Calling the level of acrimony in national politics “deplorable” and “disgraceful,” Young said good leaders are able to find common ground.
“Reach out to men and women of good will in the public and private sectors and collaborate in a positive way,” Young said. Because of rampant and often vicious political partisanship across the country these days, Young said that to him, working locally is increasingly important. Strong leadership is vital to the area’s prospects for an economic resurgence and individual communities must pool their efforts, he said.
“There is a compelling urgency for regional leadership for the future of Central New York,” Young said. “If we are to reach our full potential and reverse years of decline, the only way to do it is regionally. The challenge for top leadership is to engage and harness our instincts and empower them to lift our state to a better tomorrow.”
Young’s key to leadership is in finding a middle ground around which to start discussion.
“Find common ground people can acknowledge,” he said. “Don’t be intimidating, be a convener. Unwind the predicament.”
Setting and sticking to an agenda is also important; having more items on your agenda than fingers on your hand will make it hard to keep the focus on your priorities, he said.
Exploring all the options is crucial in decision-making, Young said. “Is the decision being made to advance the right cause? Motivation, purpose and truth are so important.”
When asked by an audience member to describe the hardest decision he’s ever had to make, Gallagher did not hesitate.
“It’s right now — we’re trying to decide whether to get rid of our crossing guards,” he said, referring to one of the cost-cutting proposals facing city aldermen as they craft next year’s budget. “The mayor doesn’t get a vote — only in the event of a 4-4 tie.
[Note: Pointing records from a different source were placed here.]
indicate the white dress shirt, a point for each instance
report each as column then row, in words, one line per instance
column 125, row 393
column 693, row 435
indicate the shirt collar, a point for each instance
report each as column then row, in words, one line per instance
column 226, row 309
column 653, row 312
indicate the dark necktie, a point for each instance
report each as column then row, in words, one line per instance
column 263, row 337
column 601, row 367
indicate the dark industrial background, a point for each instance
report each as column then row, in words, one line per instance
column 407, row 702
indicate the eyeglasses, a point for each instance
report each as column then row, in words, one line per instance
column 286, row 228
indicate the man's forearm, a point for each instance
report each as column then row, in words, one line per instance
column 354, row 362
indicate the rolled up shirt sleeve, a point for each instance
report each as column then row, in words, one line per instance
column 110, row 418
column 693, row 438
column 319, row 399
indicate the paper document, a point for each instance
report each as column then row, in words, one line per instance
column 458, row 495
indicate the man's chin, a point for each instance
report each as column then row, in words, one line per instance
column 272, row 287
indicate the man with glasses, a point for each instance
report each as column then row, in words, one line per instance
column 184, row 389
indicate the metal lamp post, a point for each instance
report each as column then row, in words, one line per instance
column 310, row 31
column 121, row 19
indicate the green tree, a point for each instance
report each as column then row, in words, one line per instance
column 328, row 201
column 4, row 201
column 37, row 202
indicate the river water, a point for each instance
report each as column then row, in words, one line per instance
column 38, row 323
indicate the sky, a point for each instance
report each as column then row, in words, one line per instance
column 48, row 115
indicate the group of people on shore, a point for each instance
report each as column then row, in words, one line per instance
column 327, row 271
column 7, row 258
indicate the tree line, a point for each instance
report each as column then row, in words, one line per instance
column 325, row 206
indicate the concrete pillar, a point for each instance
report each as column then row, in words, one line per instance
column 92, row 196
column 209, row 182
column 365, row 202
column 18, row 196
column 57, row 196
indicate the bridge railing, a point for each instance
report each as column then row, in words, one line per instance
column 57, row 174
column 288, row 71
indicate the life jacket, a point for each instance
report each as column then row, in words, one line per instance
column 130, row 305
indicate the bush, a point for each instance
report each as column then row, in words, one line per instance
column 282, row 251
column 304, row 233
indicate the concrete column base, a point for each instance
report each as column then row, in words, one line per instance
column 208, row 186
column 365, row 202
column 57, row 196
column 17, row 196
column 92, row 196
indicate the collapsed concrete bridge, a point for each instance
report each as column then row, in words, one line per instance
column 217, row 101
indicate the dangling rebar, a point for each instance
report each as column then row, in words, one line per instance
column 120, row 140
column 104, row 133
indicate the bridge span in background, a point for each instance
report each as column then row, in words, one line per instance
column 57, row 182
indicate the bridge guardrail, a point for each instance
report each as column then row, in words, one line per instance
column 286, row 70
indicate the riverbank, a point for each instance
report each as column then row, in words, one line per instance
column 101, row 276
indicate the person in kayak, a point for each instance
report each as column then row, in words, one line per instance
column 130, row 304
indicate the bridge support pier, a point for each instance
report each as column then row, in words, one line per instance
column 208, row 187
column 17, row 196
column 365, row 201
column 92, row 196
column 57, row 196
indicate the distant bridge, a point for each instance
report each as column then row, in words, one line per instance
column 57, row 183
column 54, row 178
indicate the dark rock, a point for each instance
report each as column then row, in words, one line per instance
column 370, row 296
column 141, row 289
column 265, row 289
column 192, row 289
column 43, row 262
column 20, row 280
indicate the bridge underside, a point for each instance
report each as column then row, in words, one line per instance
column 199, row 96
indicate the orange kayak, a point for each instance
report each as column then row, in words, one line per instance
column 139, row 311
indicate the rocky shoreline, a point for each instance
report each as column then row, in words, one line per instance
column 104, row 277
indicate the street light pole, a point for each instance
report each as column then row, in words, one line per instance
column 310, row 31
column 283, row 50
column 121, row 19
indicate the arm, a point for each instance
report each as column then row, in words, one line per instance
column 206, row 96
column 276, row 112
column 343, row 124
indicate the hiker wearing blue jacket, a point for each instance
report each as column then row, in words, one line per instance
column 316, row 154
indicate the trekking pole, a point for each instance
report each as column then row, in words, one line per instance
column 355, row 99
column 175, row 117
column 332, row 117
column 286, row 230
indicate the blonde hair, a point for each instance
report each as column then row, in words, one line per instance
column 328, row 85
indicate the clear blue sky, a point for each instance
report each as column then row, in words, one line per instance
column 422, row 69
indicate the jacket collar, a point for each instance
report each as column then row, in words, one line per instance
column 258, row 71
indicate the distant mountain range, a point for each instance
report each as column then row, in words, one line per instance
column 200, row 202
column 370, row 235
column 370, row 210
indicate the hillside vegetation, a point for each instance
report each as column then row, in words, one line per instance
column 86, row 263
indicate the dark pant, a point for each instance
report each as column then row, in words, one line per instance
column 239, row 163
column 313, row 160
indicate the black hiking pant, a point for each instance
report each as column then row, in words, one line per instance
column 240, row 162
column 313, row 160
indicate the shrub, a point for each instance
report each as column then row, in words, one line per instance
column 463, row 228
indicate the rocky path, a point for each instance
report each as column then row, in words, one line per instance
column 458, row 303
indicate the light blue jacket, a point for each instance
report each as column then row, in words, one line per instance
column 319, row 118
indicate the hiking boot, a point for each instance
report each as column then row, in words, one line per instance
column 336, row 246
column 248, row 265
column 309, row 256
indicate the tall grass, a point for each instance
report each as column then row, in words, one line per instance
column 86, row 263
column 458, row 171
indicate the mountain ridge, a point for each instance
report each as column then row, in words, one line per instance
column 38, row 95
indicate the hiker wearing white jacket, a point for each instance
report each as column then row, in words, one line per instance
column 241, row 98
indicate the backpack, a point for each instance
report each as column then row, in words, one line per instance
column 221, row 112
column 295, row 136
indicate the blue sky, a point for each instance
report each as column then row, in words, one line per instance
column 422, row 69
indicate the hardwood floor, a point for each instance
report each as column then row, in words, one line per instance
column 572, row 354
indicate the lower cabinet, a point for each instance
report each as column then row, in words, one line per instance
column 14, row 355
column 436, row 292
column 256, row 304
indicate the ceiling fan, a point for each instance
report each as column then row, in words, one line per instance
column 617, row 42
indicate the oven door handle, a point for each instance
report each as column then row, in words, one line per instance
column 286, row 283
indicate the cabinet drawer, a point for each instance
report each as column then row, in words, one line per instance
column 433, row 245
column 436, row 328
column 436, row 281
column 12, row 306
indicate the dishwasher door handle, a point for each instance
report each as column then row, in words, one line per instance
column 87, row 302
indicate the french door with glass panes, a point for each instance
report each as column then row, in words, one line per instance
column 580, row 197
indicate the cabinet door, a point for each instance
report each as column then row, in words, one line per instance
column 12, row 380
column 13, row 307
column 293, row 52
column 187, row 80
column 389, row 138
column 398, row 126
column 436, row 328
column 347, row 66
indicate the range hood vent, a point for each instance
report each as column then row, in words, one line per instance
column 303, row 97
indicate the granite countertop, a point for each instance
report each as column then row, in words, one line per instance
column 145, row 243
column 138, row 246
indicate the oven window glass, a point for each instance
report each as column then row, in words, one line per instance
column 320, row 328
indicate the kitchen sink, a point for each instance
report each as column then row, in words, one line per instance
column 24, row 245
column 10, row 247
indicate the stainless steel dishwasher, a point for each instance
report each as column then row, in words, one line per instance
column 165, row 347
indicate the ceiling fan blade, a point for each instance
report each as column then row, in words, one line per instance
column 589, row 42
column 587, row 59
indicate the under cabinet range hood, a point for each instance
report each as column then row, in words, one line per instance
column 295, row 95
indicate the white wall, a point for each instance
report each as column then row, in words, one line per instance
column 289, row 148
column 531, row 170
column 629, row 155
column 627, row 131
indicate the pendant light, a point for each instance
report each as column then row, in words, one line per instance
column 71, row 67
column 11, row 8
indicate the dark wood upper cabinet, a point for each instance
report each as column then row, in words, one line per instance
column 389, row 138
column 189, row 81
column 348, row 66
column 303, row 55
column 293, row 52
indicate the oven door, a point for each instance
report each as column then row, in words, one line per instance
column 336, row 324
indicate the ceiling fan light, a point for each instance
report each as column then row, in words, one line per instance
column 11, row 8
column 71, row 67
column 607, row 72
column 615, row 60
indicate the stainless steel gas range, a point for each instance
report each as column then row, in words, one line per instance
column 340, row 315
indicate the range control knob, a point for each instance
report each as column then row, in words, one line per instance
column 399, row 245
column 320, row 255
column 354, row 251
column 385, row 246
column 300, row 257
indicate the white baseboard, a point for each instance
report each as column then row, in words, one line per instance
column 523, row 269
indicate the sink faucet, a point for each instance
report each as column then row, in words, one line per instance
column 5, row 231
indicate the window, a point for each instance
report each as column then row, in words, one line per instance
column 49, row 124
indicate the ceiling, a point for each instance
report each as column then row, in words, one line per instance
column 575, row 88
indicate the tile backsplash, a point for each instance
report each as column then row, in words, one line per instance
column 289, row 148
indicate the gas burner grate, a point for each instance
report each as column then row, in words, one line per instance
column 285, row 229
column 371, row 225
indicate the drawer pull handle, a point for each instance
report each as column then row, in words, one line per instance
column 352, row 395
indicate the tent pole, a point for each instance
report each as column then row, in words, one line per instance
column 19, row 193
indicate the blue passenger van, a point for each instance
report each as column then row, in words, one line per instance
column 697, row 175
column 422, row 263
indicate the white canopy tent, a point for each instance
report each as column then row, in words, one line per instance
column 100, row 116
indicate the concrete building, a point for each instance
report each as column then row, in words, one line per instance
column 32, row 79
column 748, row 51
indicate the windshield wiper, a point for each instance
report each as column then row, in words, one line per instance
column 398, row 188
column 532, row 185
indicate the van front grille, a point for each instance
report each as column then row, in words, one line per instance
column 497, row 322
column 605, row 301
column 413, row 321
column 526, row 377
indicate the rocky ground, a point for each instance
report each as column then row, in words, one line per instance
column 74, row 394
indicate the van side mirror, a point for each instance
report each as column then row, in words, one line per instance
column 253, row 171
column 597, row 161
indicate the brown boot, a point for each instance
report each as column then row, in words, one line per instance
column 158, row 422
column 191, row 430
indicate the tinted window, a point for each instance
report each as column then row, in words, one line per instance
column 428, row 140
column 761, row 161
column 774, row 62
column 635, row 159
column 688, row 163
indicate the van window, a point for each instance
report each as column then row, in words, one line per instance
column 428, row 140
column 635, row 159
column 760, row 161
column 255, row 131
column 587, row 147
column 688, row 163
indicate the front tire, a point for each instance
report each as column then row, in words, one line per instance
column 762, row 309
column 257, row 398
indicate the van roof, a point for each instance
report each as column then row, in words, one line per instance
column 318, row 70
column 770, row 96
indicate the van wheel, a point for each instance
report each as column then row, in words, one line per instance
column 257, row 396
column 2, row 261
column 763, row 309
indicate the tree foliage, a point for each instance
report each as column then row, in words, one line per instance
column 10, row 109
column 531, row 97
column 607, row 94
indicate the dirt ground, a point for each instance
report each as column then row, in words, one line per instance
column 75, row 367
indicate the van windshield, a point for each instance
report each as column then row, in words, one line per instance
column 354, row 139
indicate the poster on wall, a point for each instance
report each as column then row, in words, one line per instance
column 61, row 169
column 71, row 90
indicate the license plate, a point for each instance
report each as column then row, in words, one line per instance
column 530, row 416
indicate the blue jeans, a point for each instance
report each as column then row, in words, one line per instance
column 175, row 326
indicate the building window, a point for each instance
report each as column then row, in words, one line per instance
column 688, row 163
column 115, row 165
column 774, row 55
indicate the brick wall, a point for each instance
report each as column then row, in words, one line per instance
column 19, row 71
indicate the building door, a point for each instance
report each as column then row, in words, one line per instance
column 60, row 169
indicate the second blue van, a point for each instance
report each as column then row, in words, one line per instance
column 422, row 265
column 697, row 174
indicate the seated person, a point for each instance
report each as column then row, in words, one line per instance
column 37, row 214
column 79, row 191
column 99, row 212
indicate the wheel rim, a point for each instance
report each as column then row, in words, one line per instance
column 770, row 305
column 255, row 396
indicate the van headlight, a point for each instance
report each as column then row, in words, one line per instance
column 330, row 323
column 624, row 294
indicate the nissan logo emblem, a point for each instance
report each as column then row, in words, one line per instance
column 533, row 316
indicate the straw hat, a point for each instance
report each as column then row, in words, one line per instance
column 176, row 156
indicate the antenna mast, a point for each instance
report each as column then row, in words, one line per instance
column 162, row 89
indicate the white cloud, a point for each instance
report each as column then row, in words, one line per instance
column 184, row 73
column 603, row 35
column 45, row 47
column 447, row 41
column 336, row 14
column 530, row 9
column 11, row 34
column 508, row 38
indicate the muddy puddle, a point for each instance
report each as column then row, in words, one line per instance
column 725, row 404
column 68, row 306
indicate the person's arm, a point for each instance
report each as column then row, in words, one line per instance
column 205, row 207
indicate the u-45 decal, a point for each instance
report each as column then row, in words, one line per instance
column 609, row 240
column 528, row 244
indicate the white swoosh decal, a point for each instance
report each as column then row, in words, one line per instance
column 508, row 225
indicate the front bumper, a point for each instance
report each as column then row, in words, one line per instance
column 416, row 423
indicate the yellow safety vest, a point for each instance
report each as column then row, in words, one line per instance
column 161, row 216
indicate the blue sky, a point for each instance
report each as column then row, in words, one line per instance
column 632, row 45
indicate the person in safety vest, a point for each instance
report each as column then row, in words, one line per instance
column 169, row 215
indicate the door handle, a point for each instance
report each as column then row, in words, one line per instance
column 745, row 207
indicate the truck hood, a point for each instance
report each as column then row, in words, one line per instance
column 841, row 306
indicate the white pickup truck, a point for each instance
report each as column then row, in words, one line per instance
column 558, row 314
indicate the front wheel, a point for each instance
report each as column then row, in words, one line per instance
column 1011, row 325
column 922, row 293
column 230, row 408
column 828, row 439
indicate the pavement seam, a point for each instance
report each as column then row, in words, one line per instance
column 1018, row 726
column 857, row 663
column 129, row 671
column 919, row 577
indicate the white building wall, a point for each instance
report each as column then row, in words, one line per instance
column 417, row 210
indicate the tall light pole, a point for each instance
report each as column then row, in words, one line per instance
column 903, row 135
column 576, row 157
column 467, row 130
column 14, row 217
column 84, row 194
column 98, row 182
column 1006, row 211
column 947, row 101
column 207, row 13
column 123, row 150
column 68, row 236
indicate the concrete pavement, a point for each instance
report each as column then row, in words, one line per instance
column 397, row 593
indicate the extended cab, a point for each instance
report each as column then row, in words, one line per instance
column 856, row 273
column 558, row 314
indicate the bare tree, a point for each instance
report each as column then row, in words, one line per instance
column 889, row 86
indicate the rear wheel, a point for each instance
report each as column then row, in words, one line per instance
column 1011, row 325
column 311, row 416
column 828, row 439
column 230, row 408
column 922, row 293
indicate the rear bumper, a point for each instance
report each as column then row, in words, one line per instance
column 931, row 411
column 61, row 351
I hope it isn’t 4-4.”
The Common Council voted 7-1 Thursday night to eliminate the crossing guards in the 2010 budget.
Cortland resident Kim Huffman praised Gallagher for what she called “quiet leadership” — doing things that don’t always get recognition. Nine years ago, when she and her husband, David, were considering a move from Michigan to Central New York, they stopped into the Chamber of Commerce office on a whim.
“Mr. Gallagher talked to us for two hours, realistically and positively, about the town,” she said. “Because of this, we moved here.”
In the end, Gallagher said good leaders are recognized by their actions because they command respect rather than demanding it.
“You don’t make yourself a leader, your peers make you a leader,” Gallagher said. “People don’t care how much you know; they want to know how much you care.”